Den meisten in der LINKEN gilt Europa als neoliberales und militaristisches Machwerk, das man bekämpfen muss. Und zwar nicht nur vor dem Verfassungsgericht in Karlsruhe. Im Programm für die Europawahl wird die EU als "neoliberale, militaristische und weithin undemokratische Macht" bezeichnet. Statt "internationaler Solidarität" habe sie "mehr faschistische Parteien, rechtspopulistische Hetzer und mehr Menschenjagd an den Grenzen" erzeugt, heißt es in der Präambel des Wahlprogramms.

Einmal mehr spielt die LINKE daheim die nationalstaatliche Karte aus. Von einem europäischen Bundesstaat will sie nichts wissen. Statt antiimperialistisch geriert sich die Partei zunehmend antieuropäisch und nationalistisch und befindet sich damit europaweit in zweifelhafter Gesellschaft. Ausgerechnet die "internationalistische" LINKE schwingt sich zunehmend zum verbissenen Verfechter des Nationalstaates auf.

Doch Deutschland hat keine Wahl zwischen einer europäischen oder nationalen Politik. Deutschland ist Teil eines weit integrierten Europas. Daher brauchen wir eine europäische, nicht eine isolationistische Politik. Die im internationalistischen Gewand von der Linken vorgetragene Kritik an der EU ist in Wahrheit ein Beitrag zu einer Renationalisierung deutscher Politik.

 Die LINKE und die Ukraine-Krise

Es ist nicht zu leugnen, dass in der Ukraine-Krise tiefe Gräben zwischen der LINKEN und der Sozialdemokratie aufgerissen wurden. Zwischen den LINKEN und den Grünen dürften sie sogar noch tiefer sein. Deutlich wurde dies bei der Debatte um die festgesetzten und mittlerweile Gott sei Dank wieder freigelassenen OSZE-Militärbeobachter.

 Denn für die LINKE sind nicht Russland oder die russischen Separatisten das Problem, sondern die ukrainische Regierung, die eine ihrer letzten Möglichkeiten nutzt und internationale zivile Militärbeobachter angefordert hat. Es ist deshalb hanebüchener Unsinn, wenn Alexander Neu darüber räsoniert, ob das klug war. Für ihn sind Militärbeobachter, die nach dem Wiener Dokument entsendet werden, "Spione" und auch der Beitrag der Deutschen zur Vernichtung der syrischen Chemiewaffen ist für ihn lediglich ein weiterer Schritt zur Militarisierung der deutschen Außenpolitik.

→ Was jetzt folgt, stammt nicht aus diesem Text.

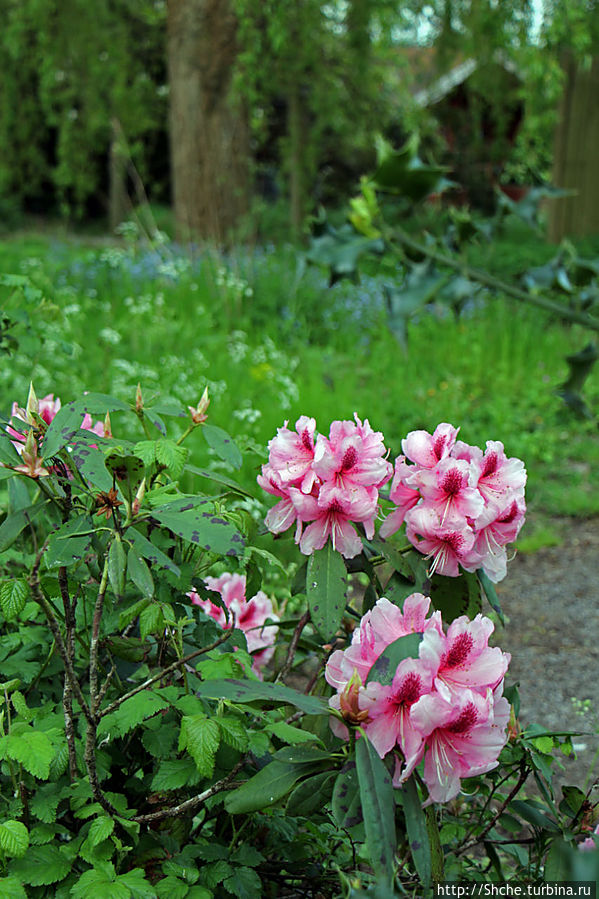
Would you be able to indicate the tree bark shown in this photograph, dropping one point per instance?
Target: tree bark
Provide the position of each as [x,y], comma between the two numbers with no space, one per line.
[208,128]
[575,164]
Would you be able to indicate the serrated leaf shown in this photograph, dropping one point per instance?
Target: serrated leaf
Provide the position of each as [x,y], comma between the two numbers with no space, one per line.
[151,620]
[117,563]
[42,866]
[251,691]
[132,712]
[384,668]
[171,456]
[70,542]
[100,882]
[12,888]
[30,747]
[172,774]
[201,737]
[233,733]
[136,883]
[378,808]
[417,831]
[13,596]
[326,589]
[171,888]
[202,528]
[244,883]
[14,838]
[223,445]
[20,705]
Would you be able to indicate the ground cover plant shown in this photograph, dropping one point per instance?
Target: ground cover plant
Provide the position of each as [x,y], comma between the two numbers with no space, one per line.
[237,670]
[150,746]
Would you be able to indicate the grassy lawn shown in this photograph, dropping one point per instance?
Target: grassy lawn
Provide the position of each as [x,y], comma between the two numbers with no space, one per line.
[273,342]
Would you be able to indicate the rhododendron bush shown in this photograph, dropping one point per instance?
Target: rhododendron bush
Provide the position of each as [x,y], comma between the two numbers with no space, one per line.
[195,705]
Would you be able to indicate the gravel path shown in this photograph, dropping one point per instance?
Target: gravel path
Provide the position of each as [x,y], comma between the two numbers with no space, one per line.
[551,603]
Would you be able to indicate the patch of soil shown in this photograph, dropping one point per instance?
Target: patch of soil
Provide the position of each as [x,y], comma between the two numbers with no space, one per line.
[551,603]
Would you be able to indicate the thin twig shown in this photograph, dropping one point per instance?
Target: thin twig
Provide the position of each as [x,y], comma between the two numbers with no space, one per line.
[40,599]
[286,667]
[189,804]
[162,673]
[514,792]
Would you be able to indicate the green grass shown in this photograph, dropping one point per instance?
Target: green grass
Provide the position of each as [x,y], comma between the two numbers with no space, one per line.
[109,320]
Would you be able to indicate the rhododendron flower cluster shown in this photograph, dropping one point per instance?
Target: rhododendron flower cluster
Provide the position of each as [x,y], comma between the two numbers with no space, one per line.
[329,483]
[249,615]
[445,706]
[461,506]
[47,408]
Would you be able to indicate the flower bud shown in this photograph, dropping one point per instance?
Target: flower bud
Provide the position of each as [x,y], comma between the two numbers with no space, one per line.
[198,414]
[139,403]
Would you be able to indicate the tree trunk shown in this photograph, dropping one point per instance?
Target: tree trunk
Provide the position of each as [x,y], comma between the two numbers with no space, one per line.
[575,163]
[118,203]
[208,130]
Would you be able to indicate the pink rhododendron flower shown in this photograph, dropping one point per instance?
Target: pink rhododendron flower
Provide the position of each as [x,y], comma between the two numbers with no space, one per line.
[327,483]
[461,506]
[247,615]
[462,736]
[445,706]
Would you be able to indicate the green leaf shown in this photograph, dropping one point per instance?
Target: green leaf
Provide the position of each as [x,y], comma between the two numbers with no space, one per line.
[252,691]
[201,737]
[14,838]
[69,544]
[266,787]
[326,589]
[223,445]
[14,523]
[417,831]
[30,747]
[140,574]
[12,888]
[383,670]
[489,590]
[171,456]
[100,882]
[100,830]
[131,713]
[455,596]
[150,552]
[202,528]
[117,563]
[128,472]
[290,734]
[136,883]
[90,462]
[151,620]
[233,732]
[346,803]
[41,866]
[13,596]
[311,795]
[64,426]
[172,774]
[378,808]
[172,888]
[244,883]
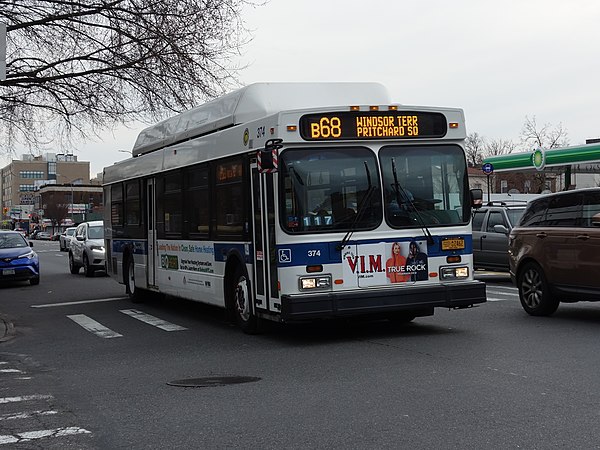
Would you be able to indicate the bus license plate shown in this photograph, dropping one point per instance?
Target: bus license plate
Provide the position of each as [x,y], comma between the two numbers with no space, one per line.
[453,244]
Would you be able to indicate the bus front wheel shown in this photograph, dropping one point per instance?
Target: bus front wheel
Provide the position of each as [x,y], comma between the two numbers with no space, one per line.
[133,292]
[241,303]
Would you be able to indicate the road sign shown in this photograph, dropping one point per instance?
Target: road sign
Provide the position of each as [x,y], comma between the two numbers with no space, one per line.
[487,168]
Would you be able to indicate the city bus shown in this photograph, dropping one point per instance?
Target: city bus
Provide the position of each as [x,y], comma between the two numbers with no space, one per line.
[296,202]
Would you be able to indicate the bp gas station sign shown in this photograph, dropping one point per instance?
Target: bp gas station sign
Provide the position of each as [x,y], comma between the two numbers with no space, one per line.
[539,158]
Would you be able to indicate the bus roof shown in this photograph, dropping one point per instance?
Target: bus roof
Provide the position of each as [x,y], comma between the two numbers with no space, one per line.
[254,102]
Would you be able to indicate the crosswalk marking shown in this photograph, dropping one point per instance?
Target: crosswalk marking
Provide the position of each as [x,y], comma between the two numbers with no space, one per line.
[503,293]
[24,398]
[95,327]
[80,302]
[39,434]
[27,415]
[151,320]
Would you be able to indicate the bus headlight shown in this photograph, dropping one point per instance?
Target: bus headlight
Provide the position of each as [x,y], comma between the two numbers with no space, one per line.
[319,282]
[454,273]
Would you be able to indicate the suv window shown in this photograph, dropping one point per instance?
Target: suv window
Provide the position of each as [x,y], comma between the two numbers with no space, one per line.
[535,213]
[495,218]
[591,207]
[563,211]
[96,232]
[478,219]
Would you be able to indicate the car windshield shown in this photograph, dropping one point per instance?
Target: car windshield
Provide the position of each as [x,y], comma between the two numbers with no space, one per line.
[328,189]
[12,241]
[96,232]
[514,215]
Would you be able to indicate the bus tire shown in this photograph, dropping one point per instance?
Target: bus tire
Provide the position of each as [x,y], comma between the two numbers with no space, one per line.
[241,298]
[135,294]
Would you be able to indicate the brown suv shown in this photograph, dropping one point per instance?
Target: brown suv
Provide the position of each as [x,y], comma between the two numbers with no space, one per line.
[554,251]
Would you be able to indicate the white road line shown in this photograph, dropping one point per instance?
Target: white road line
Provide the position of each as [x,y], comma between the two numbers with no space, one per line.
[94,327]
[49,305]
[147,318]
[39,434]
[27,415]
[25,398]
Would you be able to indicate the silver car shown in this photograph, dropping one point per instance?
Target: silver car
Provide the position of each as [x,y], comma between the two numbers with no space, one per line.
[87,248]
[65,239]
[491,225]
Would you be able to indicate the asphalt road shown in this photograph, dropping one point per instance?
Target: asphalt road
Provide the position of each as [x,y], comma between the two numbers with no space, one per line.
[486,377]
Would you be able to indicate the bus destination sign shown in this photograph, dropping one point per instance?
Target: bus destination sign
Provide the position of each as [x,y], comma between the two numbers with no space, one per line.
[372,125]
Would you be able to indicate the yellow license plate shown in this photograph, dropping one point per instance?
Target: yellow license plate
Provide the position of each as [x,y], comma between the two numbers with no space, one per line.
[453,244]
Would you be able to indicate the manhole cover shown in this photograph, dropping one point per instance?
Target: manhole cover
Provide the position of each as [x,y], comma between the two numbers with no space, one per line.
[212,381]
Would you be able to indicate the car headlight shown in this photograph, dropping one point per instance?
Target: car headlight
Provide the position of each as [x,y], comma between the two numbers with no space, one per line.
[319,282]
[454,273]
[28,255]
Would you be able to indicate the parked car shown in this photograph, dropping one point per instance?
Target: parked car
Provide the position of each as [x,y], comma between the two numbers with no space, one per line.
[491,225]
[65,239]
[86,248]
[555,251]
[18,261]
[21,230]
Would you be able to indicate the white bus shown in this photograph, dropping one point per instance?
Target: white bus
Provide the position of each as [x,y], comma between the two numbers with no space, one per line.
[297,201]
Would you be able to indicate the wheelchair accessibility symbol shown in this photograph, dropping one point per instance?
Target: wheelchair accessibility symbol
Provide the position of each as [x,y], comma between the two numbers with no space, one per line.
[285,255]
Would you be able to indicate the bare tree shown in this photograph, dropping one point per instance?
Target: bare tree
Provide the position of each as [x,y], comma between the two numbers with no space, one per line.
[475,149]
[76,67]
[546,137]
[499,147]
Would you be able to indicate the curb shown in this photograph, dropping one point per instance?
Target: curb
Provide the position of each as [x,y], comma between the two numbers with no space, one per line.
[7,329]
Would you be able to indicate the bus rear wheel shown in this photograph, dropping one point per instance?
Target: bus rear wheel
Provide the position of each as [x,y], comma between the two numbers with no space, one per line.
[241,299]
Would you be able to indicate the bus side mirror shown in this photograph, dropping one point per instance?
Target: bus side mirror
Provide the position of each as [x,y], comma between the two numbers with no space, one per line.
[268,158]
[476,198]
[265,160]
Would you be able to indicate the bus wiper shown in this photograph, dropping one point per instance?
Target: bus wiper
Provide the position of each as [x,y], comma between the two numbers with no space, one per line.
[359,212]
[399,189]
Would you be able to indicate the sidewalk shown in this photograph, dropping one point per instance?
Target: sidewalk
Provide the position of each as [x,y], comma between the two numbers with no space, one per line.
[7,329]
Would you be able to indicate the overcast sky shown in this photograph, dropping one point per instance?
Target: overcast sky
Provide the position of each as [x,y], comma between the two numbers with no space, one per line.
[499,61]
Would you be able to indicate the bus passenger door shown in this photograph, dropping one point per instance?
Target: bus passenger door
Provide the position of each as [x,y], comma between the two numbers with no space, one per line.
[151,228]
[263,236]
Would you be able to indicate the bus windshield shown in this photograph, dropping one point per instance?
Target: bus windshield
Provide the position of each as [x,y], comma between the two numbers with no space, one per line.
[424,185]
[325,188]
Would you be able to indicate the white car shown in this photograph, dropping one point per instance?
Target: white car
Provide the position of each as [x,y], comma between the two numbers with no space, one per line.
[87,248]
[65,239]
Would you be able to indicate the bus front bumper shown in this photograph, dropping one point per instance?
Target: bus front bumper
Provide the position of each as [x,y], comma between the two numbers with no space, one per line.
[364,302]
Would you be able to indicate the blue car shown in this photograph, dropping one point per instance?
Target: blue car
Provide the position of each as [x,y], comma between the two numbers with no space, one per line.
[18,261]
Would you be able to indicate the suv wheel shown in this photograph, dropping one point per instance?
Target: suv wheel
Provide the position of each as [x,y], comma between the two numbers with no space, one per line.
[73,267]
[534,291]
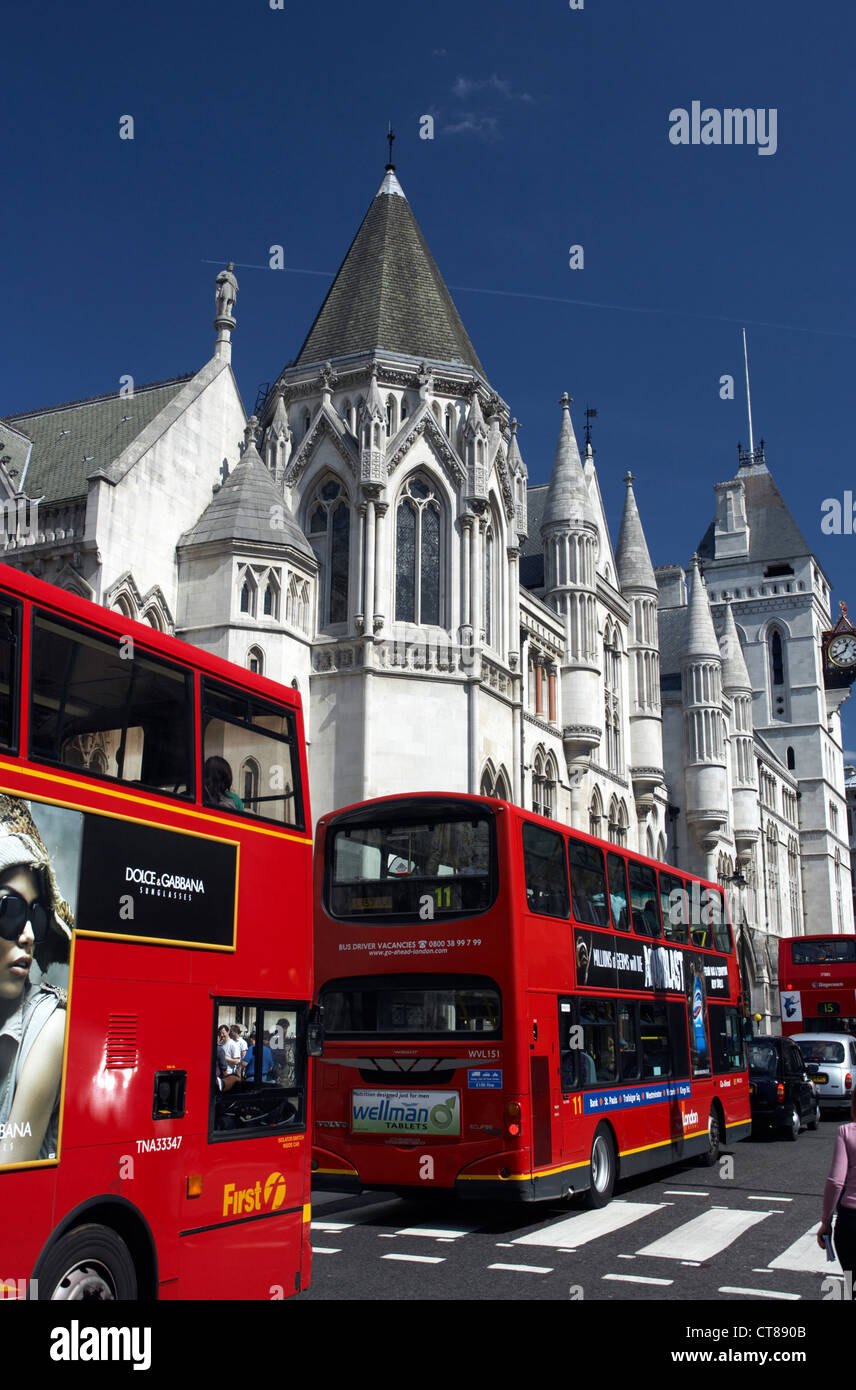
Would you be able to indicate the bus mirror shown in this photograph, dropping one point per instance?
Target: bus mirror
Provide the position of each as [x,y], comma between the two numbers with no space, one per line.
[314,1032]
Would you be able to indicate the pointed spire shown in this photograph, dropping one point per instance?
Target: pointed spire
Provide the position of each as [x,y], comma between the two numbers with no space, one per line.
[701,634]
[280,420]
[516,460]
[632,559]
[735,676]
[567,494]
[374,403]
[475,420]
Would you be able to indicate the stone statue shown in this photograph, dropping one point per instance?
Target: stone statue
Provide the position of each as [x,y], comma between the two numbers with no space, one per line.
[227,292]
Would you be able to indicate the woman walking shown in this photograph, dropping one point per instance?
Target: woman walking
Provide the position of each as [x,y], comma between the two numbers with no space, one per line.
[840,1194]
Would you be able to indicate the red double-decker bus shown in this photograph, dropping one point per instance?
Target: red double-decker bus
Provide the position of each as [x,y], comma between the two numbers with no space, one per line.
[513,1009]
[817,984]
[154,915]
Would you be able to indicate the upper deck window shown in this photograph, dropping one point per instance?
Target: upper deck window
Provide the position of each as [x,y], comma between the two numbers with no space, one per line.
[412,869]
[10,672]
[824,952]
[107,709]
[250,756]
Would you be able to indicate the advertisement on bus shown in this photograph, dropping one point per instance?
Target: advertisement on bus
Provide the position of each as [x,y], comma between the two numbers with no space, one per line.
[40,849]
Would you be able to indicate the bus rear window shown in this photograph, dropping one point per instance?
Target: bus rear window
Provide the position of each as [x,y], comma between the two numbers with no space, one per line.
[452,1007]
[413,870]
[823,952]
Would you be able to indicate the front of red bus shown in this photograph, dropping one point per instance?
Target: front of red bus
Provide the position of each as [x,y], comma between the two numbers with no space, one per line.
[420,1084]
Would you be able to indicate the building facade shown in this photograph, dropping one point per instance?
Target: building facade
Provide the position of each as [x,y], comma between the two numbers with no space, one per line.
[370,537]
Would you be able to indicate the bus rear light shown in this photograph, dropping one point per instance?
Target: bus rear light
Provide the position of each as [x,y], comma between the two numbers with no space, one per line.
[513,1119]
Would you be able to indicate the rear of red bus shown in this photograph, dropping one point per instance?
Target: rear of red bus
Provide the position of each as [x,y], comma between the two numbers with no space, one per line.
[425,1076]
[817,984]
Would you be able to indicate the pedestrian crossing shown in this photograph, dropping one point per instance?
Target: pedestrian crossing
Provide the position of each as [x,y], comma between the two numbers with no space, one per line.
[653,1233]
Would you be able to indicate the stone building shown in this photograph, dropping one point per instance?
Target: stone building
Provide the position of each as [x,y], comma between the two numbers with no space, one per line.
[371,537]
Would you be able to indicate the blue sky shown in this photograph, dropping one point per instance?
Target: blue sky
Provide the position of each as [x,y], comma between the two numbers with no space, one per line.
[256,127]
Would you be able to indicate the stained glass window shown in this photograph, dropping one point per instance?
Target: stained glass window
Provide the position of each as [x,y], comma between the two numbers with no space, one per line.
[417,587]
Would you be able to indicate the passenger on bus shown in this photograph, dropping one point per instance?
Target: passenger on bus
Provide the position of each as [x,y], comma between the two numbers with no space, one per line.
[35,933]
[217,786]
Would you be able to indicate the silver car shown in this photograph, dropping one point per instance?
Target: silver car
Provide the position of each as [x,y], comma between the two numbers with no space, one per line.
[831,1064]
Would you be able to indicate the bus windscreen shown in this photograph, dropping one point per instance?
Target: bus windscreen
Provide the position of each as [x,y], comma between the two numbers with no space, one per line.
[412,869]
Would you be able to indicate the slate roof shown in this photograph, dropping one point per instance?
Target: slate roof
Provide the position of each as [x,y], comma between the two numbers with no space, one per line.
[241,510]
[773,533]
[82,437]
[389,293]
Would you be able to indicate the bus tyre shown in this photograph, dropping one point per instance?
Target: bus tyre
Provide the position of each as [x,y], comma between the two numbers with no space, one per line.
[91,1262]
[714,1139]
[603,1169]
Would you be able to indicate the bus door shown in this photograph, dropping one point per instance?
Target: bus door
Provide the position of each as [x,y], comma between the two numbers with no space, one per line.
[544,1080]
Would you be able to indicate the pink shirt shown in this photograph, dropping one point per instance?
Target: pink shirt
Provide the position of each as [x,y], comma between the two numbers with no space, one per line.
[841,1183]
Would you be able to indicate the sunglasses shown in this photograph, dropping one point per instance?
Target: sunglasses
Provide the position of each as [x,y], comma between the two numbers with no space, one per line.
[15,912]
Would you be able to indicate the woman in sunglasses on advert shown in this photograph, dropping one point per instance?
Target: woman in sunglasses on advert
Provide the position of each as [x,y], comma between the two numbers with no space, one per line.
[35,934]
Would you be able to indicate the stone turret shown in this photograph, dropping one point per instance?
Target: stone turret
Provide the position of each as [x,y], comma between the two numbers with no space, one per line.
[278,441]
[705,744]
[744,773]
[639,588]
[520,476]
[570,537]
[373,434]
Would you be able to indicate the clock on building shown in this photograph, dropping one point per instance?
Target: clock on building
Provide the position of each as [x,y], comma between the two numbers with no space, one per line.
[840,651]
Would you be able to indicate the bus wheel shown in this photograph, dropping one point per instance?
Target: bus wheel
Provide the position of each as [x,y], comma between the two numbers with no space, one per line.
[91,1262]
[603,1169]
[714,1139]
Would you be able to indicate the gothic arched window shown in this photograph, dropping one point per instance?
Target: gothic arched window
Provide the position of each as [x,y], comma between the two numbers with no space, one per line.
[248,590]
[595,815]
[330,538]
[418,553]
[271,597]
[778,685]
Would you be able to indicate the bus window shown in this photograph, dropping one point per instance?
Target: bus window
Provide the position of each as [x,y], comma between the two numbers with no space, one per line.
[545,870]
[599,1054]
[250,761]
[617,891]
[644,900]
[824,951]
[102,709]
[10,672]
[259,1072]
[721,931]
[398,868]
[407,1005]
[653,1034]
[570,1069]
[726,1039]
[628,1045]
[674,905]
[588,884]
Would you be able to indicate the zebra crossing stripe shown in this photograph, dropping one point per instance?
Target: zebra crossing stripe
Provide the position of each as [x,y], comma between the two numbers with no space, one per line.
[806,1257]
[578,1230]
[705,1236]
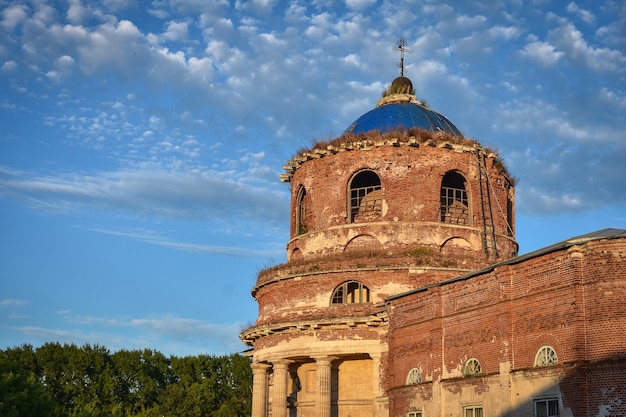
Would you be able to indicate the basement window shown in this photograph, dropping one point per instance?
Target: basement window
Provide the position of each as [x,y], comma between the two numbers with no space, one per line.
[548,407]
[545,356]
[414,377]
[351,292]
[454,206]
[472,367]
[474,411]
[366,198]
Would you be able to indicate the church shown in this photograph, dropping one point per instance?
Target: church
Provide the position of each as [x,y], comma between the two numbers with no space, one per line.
[403,294]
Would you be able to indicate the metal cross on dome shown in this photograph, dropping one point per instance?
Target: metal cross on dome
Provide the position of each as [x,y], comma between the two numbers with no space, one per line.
[401,46]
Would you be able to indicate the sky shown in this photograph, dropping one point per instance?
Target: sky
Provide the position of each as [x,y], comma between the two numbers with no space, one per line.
[141,142]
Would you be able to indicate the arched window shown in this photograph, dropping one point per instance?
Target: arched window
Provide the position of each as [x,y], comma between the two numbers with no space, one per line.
[301,227]
[414,377]
[351,292]
[472,367]
[546,356]
[366,199]
[453,199]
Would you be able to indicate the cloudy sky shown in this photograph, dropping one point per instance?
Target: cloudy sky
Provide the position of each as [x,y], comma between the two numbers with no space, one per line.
[141,141]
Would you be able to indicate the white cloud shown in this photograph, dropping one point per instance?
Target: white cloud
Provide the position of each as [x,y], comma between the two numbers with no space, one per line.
[12,302]
[585,15]
[542,53]
[196,195]
[359,5]
[13,16]
[570,40]
[176,31]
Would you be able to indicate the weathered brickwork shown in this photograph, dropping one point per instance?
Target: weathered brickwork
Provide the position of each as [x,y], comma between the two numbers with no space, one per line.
[401,261]
[411,179]
[573,300]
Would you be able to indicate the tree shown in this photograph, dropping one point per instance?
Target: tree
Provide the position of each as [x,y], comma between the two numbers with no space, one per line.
[21,394]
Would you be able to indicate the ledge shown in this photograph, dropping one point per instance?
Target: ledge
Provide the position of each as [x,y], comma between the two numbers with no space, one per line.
[249,336]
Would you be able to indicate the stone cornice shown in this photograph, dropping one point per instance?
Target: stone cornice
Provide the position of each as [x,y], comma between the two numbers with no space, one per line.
[293,164]
[249,336]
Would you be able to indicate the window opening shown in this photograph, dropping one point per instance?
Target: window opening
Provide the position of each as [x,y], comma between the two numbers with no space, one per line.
[472,367]
[546,356]
[473,412]
[547,407]
[414,377]
[453,199]
[365,196]
[301,212]
[351,292]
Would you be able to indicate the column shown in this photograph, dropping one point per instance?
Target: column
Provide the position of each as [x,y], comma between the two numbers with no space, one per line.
[259,389]
[323,371]
[279,399]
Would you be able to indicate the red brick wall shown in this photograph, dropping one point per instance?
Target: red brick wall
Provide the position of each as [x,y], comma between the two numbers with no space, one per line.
[573,300]
[411,181]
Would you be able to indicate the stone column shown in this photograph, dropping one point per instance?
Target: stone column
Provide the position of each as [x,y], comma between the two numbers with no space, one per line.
[259,389]
[279,399]
[323,371]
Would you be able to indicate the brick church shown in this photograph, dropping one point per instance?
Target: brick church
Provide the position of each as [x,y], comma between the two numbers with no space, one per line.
[403,294]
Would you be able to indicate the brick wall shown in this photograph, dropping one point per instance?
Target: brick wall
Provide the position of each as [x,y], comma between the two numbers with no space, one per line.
[573,300]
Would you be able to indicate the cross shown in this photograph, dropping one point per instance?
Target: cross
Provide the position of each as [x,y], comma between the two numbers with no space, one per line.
[401,46]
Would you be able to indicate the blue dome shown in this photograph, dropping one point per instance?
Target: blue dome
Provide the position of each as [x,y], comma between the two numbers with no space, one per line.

Auch Gabriele Krone-Schmalz tritt derzeit verstärkt in Talkshows auf und vertritt dort mit aggressiver Attitüde die üblichen Thesen von der Umzingelung Russlands (des größten Flächenstaates der Welt) und westlicher Spionage (durch unbewaffnete OSZE-Beobachter). Leitmotiv: "Ich weiß zwar schon alles, aber man wird ja wohl nochmal fragen dürfen". Und auch der unvermeidliche Jakob Augstein findet es halb so schlimm, wenn der Osten der Ukraine an Russland fällt. Dabei interessiert es diese Herrschaften wie üblich nicht im Geringsten, wie das die ukrainische Bevölkerung findet.

Diese Einschätzungen sind vollkommen abwegig - allesamt. Die Arbeit der OSZE-Militärbeobachter hat mit Spionage nichts zu tun. Tatsächlich befanden sich die Inspekteure auf Einladung der ukrainischen Regierung im Land. Grundlage dafür ist eine - auch von Russland gebilligte - OSZE-Übereinkunft: das Wiener Dokument. Darin verpflichten sich die Teilnehmerstaaten zu jährlichen Auskünften über Streitkräfte, Rüstung und geplante Manöver. Ein wichtiges Instrument, um Transparenz und Vertrauen zu schaffen, ist die freiwillige Einladung von unbewaffneten Beobachtern. Die vier deutschen Teilnehmer gehören zum Zentrum für Verifikationsaufgaben der Bundeswehr in Geilenkirchen, deren eigentliche Aufgabe die Überwachung der von Deutschland mit anderen Staaten geschlossenen Rüstungskontrollverträge ist.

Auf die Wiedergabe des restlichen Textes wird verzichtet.